TPS = number of concurrent users / response time
It is true if transactions happen sequentially and in only one thread (on one TCP connection) per user. In reality, however, when talking about web browsers, they will use multiple concurrent connections when talking to a host. 6 concurrent connections is quite common, so the host will then get TPS = 6 x concurrent users / response time.
Also, the browser will sometimes be blocked and not fetch things. Sometimes because it is executing code, sometimes because it cannot perform some operations simultaneously with other operations. See http://www.browserscope.org for more info.
Also, of course, clients (whether they are humans using a browser or e.g. a mobile phone app talking to its backend via a REST API) don't usually make requests back to back, continuously, at the highest possible rate. That is probably not a very realistic test case. Usually, clients will make a bunch of requests and then fall silent for a while, until the user does something new in the application that requires more data from the backend.

handling millions of requests/second: how does load balancer(main server thread) works

What will happen:
If I write a server application backed with a thread pool of millions of threads and it gets millions of requests per second
I have worked on developing web services. The web service was deployed on 1000's of computers with a front end load balancer. The load balancer's job was to distribute the traffic amongst the servers that actually process the web requests.
So my question is that since the process running inside load balancer itself HAS to be single threaded to listen to web requests on a port, how does it handle accepting millions of requests per second. the load balancer might be busy delegating a task, then what happens to the incoming request at that instance of time?
In my opinion, all clients will not be handled since there will only be single request handler thread to pass on the incoming request to the thread pool
This way no multi threaded server should ever work.
I wonder how does facebook/amazon handles millions of requests per second.
You are right, it won't work. There is a limit to how much a single computer can process, which is nothing to do with how many threads it is running.
The way Amazon and Facebook etc handle it is to have hundreds or thousands of servers spread throughout the world and then they pass the requests out to those various servers. This is a massive subject though so if you want to know more I suggest you read up on distributed computing and come back if you have specific questions.
With the edit, the question makes much more sense. It is not hard to distribute millions of requests per second. A distribution operation should take somewhat in the viscinity of tens of nanoseconds and would merely consist of pushing the received socket into the queue.
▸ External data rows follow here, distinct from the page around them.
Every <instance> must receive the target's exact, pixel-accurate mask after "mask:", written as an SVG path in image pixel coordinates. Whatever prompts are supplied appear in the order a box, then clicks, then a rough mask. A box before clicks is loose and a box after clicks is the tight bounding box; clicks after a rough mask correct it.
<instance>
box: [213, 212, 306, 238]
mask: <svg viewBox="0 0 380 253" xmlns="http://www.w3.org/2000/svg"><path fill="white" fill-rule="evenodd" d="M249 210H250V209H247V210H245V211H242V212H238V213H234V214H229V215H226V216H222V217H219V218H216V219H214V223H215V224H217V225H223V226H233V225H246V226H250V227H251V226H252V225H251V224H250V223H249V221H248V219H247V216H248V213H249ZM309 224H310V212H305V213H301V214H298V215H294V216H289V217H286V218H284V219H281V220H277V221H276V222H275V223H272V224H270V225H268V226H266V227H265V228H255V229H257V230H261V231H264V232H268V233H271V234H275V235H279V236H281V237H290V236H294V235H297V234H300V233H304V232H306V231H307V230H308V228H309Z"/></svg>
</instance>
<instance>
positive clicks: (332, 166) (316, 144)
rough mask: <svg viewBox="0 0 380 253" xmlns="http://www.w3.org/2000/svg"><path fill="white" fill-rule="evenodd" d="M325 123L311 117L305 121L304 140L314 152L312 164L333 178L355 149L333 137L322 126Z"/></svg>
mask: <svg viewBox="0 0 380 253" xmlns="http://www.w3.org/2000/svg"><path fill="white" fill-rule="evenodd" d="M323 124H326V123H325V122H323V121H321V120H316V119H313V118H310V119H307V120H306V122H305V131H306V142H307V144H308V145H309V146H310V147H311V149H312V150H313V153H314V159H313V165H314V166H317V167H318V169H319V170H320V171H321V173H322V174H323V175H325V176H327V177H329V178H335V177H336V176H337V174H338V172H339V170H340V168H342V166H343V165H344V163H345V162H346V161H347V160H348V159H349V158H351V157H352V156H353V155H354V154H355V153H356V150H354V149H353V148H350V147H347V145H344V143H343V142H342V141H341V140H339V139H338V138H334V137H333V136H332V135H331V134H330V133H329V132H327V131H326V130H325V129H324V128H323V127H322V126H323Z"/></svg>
No biggie.
As soon as it's done, balancer is ready to accept the next request.

Translating requests per second into concurrent users

We're building a web service that needs to handle about 200 requests per second. But most popular load testing tools talk about running a load test with a certain number of "concurrent users".
Could anyone tell me how do I translate my requirement of "200 requests per second" into "number of concurrent users"? I'm new to the field of performance testing and from all that I've read so far, this aspect of it doesn't get addressed.
Thanks
Vimal
This translation is not possible in the general case. The problem is that a user can make multiple requests. If each user could make exactly one request (e.g. your service is completely stateless), and each request would take exactly a second, your number of concurrent users may coincide with the number of requests per seconds.
Otherwise (and those are big assumptions to make), you either track users while logging and get the respective numbers from the log or you add your assumptions into the requirements for the load test.